La ecología política es un mínimo, el mínimo exigible a todo
pensamiento hoy. Sin ella no podemos comprender nada de lo que ocurre y esto se
va a volver cada vez más cierto. La ecología es un materialismo de la finitud y la finitud implica la relación: no
podemos existir solos, absolutamente solos. Existir significa estar en
relación, “ser con”, como dice Jean-Luc Nancy. El materialismo de la finitud
supone la fragilidad del ser y de las relaciones, así como su sostenimiento,
siempre meta-estable y no sólo estable, y su acontecer, tan imperceptible como
un clinamen, para
retomar ese término imposible de Lucrecio.
Esa fragilidad puede en ocasiones asumir la forma de la penuria,
producida y organizada por los aparatos de captura de los que hablaban Deleuze
y Guattari, aparatos que producen la carencia, que expropian, o la forma de la
penuria catastrófica, que significa la carencia real, la falta a secas. Las dos
penurias están vinculadas: la ecología es política en tanto que hereda el
análisis de Marx sobre los procesos de expropiación, de enclosure [cercamiento], que hoy en día los
teóricos del capitalismo cognitivo siguen desarrollando. Por tanto, hay que
pensar el vínculo entre expropiación y destrucción, los dos procesos están
ligados pero la gran dificultad, en la cual tropieza muy a menudo el
pensamiento de izquierda aunque sea menos inmunitario que el de derecha, es
pensar esa relación y su génesis. Hay que establecer esa relación hasta el
punto de intrincar anti-capitalismo y anti-humanismo.

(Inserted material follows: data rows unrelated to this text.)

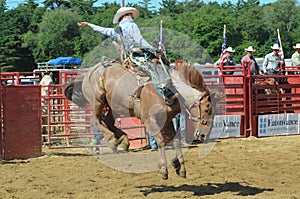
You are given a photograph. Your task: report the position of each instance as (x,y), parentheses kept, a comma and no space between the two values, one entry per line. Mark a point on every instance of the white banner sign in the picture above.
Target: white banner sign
(278,124)
(225,126)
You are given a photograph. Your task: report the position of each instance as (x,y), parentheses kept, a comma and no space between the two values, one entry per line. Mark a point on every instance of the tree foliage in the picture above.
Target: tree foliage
(193,30)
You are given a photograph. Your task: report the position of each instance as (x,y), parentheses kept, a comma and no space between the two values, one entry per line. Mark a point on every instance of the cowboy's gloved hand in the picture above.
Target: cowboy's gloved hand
(83,24)
(118,29)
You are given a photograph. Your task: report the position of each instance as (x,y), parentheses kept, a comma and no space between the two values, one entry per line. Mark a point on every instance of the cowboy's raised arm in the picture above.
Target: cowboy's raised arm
(105,31)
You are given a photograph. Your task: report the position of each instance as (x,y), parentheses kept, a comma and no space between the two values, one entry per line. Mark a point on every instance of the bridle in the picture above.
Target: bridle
(197,118)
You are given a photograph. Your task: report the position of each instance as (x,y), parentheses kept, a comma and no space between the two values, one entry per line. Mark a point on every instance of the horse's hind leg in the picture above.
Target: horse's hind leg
(122,139)
(162,165)
(178,162)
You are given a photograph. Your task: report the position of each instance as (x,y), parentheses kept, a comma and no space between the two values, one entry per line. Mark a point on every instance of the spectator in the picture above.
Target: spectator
(272,62)
(249,60)
(227,60)
(296,57)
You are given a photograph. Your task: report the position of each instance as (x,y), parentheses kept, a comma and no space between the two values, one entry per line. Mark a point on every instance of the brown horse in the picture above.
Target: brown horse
(115,86)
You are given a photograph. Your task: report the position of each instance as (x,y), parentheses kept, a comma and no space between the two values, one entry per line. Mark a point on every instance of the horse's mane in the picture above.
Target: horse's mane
(193,77)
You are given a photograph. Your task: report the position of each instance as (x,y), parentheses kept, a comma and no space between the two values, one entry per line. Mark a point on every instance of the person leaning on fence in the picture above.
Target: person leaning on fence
(128,35)
(227,60)
(272,62)
(249,60)
(296,57)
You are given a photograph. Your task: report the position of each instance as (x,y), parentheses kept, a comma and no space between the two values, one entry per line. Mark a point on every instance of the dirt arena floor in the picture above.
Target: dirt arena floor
(234,168)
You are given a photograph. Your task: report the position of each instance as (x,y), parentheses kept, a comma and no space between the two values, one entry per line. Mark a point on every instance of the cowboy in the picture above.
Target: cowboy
(227,59)
(296,56)
(129,36)
(249,60)
(272,62)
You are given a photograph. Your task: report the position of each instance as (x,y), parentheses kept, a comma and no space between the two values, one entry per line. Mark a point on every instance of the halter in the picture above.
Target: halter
(193,118)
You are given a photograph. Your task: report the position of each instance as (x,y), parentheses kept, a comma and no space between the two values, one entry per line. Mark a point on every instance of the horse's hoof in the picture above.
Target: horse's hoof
(182,174)
(112,144)
(163,173)
(164,176)
(124,142)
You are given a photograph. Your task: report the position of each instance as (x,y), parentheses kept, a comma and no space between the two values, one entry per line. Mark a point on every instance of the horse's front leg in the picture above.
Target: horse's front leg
(101,126)
(162,165)
(178,162)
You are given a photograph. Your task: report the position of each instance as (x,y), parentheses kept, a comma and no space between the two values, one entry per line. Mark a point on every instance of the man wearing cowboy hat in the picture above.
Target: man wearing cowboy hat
(131,36)
(227,59)
(296,55)
(131,39)
(272,61)
(249,60)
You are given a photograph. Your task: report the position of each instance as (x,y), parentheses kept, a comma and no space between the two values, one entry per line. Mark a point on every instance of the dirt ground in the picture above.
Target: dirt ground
(234,168)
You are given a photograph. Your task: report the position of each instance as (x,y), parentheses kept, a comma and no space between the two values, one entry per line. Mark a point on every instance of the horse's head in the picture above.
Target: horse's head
(45,81)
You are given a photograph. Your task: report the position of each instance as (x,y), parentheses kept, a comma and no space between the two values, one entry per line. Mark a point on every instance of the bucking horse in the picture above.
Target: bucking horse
(126,93)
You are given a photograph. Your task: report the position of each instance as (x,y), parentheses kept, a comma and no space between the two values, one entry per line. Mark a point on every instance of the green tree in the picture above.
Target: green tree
(58,33)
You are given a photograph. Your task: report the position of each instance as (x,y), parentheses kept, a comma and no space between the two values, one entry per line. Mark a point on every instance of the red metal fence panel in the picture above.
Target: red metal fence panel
(22,122)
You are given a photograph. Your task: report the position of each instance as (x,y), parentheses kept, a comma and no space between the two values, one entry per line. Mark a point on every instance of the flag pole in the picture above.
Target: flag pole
(280,43)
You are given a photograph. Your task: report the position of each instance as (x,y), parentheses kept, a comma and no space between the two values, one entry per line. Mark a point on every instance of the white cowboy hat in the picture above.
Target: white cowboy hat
(275,47)
(229,49)
(297,46)
(123,11)
(250,49)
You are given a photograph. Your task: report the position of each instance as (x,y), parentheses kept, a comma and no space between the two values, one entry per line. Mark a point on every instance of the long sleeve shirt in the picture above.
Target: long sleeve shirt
(131,34)
(271,62)
(296,59)
(254,68)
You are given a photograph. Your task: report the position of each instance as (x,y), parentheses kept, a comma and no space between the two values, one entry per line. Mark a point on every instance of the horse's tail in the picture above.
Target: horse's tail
(73,91)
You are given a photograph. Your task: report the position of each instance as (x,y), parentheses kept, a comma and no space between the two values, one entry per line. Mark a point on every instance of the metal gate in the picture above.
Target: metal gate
(21,134)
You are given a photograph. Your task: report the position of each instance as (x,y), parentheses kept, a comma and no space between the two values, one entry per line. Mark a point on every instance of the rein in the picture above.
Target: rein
(193,118)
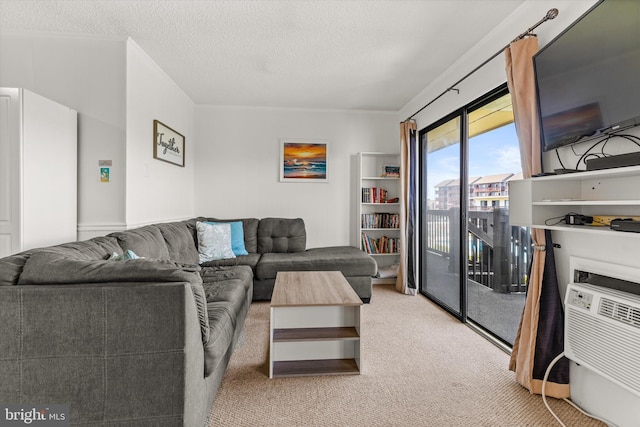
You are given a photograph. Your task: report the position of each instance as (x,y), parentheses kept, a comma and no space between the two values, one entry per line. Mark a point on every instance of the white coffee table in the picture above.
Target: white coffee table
(315,325)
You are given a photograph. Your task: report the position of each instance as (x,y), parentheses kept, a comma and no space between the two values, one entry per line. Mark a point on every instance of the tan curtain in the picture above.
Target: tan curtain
(407,138)
(520,79)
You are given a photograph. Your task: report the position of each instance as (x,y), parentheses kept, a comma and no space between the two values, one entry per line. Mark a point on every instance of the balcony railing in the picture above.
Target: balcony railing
(498,254)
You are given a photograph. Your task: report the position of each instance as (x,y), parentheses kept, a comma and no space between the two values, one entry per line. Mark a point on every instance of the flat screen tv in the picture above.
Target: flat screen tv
(588,77)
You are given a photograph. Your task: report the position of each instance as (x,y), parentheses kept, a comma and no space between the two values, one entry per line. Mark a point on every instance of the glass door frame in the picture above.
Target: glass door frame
(463,114)
(461,315)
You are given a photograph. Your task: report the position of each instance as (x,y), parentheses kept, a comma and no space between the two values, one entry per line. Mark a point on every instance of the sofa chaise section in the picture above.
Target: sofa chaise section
(126,342)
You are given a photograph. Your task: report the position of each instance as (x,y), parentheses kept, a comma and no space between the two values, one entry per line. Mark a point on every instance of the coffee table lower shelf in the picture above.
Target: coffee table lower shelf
(302,368)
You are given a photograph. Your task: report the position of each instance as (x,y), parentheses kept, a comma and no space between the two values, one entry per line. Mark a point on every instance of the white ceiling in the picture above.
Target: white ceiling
(328,54)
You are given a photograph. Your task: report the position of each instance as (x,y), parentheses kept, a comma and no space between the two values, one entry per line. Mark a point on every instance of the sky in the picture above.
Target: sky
(490,153)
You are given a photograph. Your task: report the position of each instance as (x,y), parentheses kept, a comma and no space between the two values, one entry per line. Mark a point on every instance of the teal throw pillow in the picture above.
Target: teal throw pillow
(237,237)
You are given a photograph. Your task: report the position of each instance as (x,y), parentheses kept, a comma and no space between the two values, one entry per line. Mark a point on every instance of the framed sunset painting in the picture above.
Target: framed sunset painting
(303,160)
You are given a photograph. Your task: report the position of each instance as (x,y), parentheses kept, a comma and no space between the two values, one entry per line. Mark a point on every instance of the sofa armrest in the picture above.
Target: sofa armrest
(112,351)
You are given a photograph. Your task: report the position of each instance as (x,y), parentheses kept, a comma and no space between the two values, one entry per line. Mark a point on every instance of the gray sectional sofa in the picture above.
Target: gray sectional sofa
(143,341)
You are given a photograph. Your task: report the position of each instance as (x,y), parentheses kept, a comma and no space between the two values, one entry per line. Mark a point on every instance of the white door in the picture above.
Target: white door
(10,162)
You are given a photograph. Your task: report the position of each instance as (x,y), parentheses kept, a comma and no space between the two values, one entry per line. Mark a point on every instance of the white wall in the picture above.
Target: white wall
(592,392)
(88,75)
(237,165)
(156,191)
(118,91)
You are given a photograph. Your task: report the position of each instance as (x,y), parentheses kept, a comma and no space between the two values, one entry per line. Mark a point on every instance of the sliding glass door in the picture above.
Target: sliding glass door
(441,212)
(472,262)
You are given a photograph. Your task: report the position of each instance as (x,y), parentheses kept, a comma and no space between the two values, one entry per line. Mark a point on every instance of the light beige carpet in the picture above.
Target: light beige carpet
(422,367)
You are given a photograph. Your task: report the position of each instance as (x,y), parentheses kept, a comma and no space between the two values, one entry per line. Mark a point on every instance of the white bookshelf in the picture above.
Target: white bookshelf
(376,218)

¿Qué aporta la ecología política al anti-capitalismo?
El anticapitalismo no sirve para disponer un mundo nuevo. Ser
anticapitalista significa simplemente oponerse a las formas de expropiación de
la vida. Pero el término no dice nada sobre lo que podrían ser las formas de
vida y los vínculos entre ellas, no dice nada sobre el sentido que otorgamos o
no al ser. Porque siempre hay, en el interior de una forma de vida, de un modo
de existencia, de un colectivo, de una práctica o una lucha, un sentido
otorgado al ser, único o múltiple, centrado sobre un punto de trascendencia
fuera del mundo o centrado sobre un sí-mismo estanco. O hay una ausencia de
sentido, que es todavía una manera de dar uno. La cuestión del ser no es
meta-física, sino física, material, situada. Yo afirmo que nos hace falta una
nueva imagen del ser, nuevas imágenes que den forma al sentido. Imágenes que
evoquen, como he venido diciendo, las turbulencias, los clinamen, la
meta-estabilidad, la no-seguridad (inassurance) y la fragilidad, lo
inconstruible y la finitud, la madeja de relaciones en las cuales el ser humano
es una emergencia significativa junto a otras emergencias significativas,
existiendo siempre en colectivos inexpertos en materia de vivir, siempre
agujereados, irremediablemente expuestos, sin esperanza de protecciones
eternas. Hay que recordar siempre cómo sólo una delgada línea azul nos protege
de lo irrespirable. Es un modo de gozar con la conciencia, con la sensación de
esta emergencia, siempre lejos del equilibrio.